The Puerto Rico population is aging rapidly. More than a quarter of the population is now over 60, and the proportion of adults 65 and older has climbed sharply in recent years. Alzheimer's disease and related dementias rank among the top causes of illness and death on the island, especially for older adults. 


Primary care physicians manage these patients daily— many with diabetes, hypertension, kidney disease, depression, sleep problems, or multiple medications— all of which quietly raise the risk of cognitive decline.



The Challenge: Moving from Reactive to Proactive Care

Too often, cognitive issues surface only when obvious: family complaints, medication errors, falls, ER visits, or loss of independence. Mild Cognitive Impairment (MCI), the earlier stage where people remain mostly independent, is frequently overlooked or undocumented. Yet this is precisely when interventions can make the biggest difference, controlling risk factors, optimizing medications, slowing decline, and helping families prepare. Once full dementia appears, care becomes reactive rather than focused on early detection and timely intervention.


Overcoming the Barriers of Daily Practice

Primary care doctors have valid reasons to question the routine use of cognitive screening. Visits are short, resources are limited, and traditional solutions often depend too much on education or cultural factors. However, as you know, cognitive screening is a requirement for the Annual Wellness Visit.


When screening adds burden without real benefit, it’s fair to hesitate. The solution lies in objective, practical solutions that fit busy primary care settings without upending daily workflows.


To bridge the gap between clinical necessity and operational reality, the eCAMP (Early Cognitive Assessment Program) can help by allowing physicians to perform quick (around 5 minutes) objective cognitive screenings that deliver standardized results.


eCAMP automates the cognitive assessment required for the Annual Wellness Visit, allowing the medical office to fulfill the task efficiently.
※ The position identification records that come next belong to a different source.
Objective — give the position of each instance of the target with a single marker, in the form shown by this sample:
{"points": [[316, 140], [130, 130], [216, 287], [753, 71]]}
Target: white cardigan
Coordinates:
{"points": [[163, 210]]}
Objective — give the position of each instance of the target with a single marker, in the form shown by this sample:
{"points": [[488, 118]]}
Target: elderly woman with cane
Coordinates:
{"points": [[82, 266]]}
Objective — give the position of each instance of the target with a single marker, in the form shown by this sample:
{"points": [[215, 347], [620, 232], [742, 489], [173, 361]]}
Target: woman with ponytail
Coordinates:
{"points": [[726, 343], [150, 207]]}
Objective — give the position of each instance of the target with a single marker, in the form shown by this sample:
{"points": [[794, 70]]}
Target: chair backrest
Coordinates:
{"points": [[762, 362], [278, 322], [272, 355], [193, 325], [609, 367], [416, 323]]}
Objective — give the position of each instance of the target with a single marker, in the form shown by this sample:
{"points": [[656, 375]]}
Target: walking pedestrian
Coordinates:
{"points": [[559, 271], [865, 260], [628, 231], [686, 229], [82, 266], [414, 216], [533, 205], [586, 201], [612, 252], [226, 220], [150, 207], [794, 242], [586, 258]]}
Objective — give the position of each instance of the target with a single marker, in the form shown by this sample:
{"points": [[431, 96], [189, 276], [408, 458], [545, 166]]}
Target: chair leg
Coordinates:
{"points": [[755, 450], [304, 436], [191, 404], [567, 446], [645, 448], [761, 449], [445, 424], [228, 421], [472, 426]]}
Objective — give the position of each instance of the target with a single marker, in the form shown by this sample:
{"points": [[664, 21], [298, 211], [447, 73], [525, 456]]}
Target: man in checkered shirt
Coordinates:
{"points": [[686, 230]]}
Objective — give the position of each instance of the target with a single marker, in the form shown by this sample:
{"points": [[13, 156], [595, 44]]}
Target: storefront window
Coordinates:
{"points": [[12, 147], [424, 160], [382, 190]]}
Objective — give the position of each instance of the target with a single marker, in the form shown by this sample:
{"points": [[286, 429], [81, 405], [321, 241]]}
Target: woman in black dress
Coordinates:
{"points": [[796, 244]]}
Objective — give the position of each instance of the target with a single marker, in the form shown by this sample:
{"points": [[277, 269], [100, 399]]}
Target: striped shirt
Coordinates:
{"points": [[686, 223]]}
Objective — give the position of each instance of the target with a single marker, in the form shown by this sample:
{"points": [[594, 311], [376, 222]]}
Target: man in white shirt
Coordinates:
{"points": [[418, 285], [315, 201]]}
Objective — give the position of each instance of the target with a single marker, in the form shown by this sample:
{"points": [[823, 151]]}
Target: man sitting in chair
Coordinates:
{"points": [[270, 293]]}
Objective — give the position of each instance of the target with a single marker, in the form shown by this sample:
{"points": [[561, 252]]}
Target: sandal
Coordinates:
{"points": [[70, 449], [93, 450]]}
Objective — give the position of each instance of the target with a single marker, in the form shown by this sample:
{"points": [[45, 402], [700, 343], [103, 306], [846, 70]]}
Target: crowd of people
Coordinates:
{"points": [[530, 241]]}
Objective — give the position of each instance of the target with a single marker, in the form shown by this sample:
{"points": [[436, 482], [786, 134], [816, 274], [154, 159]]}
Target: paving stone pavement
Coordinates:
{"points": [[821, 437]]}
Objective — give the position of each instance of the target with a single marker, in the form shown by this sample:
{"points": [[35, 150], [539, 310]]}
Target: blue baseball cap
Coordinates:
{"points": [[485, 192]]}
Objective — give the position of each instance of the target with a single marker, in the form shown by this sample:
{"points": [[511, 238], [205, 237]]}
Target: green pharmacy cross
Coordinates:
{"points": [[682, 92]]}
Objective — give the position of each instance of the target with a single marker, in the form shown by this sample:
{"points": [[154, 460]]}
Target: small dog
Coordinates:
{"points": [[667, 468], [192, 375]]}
  • Rely minimally on language or education: Designed to work well for the island’s patient population.

  • Risk Stratification: They don’t just screen for cognitive impairment; they act as a risk-stratification aid—much like an HbA1c guides diabetes care—helping answer: Which patients need closer cognitive attention now?

  • Operational Efficiency: By automating the cognitive assessment process, the eCAMP program absorbs complexity instead of creating it, keeping care manageable without lengthening visits or increasing administrative load.



A Structured Pathway for Success

An abnormal result should never leave the physician hanging. When eCAMP flags a concern, the patient enters a defined care track, emphasizing:


  • Better control of vascular and metabolic risks.

  • Medication review (especially reducing anticholinergic burden).

  • Education on lifestyle steps for brain health.

  • Ongoing monitoring where the primary care doctor remains the lead.


Smarter Primary Care

The request is modest: screen routinely for patients 65 and older, or those 60+ with high-risk conditions, via a practical, automated process. This approach aligns with Puerto Rico’s realities: limited access to specialty care and long waits for neurological care.


By incorporating the eCAMP program, medical practices benefit from more thorough wellness visits, stronger documentation, and alignment with brain health goals, all while delivering smarter primary care to a population that urgently needs it.